The FDA has approved Rapiblyk, a new drug to treat irregular heartbeats in critically ill hospitalized patients with severe supraventricular tachycardia (SVT), including atrial fibrillation and atrial flutter. Rapiblyk is designed as a fast-acting drug that rapidly lowers the heart rate during emergencies and in critical care settings, such as in the intensive care unit, the cardiac critical care unit, and in the operating room.
SVT causes abnormally fast heart rhythms in the upper chambers (atria), with or without heart disease. Atrial fibrillation (an irregular, rapid heartbeat) and atrial flutter (a fast, regular heartbeat) are similar but have unique risks. These conditions can last from days to years, impact heart function, and may need urgent care to prevent complications like heart failure or stroke.
Rapiblyk, the brand name for landiolol, is an injectable drug that slows the heart rate by blocking adrenaline's action on beta-1 receptors in the heart. Its precise, short-term effect makes it good for quickly lowering heart rate with minimal impact on blood pressure and other body functions.
In five clinical trials involving 317 patients with SVT, Rapiblyk reduced heart rate in 40% to 90% of them within about 10 minutes, compared to a placebo that reduced heart rate in 0%-11% of them. The most common side effect was low blood pressure, which occurred in about 10% of patients treated with Rapiblyk, versus 1% of those given the placebo.

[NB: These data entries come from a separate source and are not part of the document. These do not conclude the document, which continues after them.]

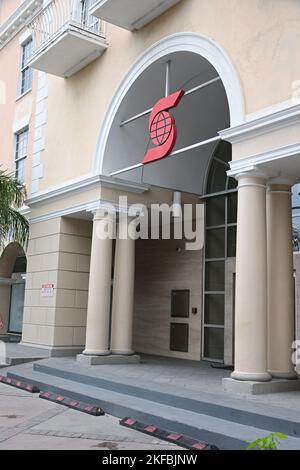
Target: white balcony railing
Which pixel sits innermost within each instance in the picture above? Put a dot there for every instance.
(57, 15)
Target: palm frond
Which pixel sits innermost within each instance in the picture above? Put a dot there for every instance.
(13, 225)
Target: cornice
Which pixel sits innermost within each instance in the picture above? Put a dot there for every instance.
(262, 125)
(18, 20)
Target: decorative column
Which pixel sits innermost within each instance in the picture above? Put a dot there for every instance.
(281, 305)
(251, 281)
(98, 315)
(123, 291)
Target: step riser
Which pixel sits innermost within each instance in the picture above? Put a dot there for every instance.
(217, 411)
(119, 411)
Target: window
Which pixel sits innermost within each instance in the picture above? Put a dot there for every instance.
(26, 72)
(21, 154)
(86, 18)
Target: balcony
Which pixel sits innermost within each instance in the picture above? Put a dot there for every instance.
(130, 14)
(66, 38)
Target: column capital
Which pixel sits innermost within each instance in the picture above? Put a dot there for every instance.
(282, 181)
(257, 174)
(104, 214)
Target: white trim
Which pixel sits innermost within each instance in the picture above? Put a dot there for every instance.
(17, 21)
(190, 42)
(90, 206)
(261, 125)
(253, 162)
(25, 37)
(24, 94)
(84, 182)
(281, 106)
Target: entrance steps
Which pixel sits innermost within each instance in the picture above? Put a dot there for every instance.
(225, 421)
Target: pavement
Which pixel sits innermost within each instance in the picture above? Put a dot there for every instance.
(30, 423)
(185, 397)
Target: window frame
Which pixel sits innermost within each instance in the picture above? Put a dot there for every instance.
(17, 157)
(24, 68)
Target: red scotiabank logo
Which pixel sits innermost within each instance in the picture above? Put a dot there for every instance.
(162, 128)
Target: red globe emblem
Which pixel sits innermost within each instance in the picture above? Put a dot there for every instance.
(161, 127)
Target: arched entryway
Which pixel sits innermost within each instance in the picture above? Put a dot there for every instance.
(212, 101)
(12, 290)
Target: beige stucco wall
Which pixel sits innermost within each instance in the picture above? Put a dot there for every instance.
(257, 36)
(58, 253)
(15, 110)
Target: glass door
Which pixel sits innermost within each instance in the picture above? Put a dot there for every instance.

Patients with certain health conditions such as heart block, high blood pressure in the lungs, and heart failure or allergic conditions should not use Rapiblyk, according to a statement from AOP Health, the drug’s maker. Patients or their caregivers should tell doctors about patients’ medical history, particularly related to heart, diabetes, or thyroid issues. As Rapiblyk is designed to provide short-term relief in emergencies and in critical care, it cannot be used for treating long-standing heart rhythm problems.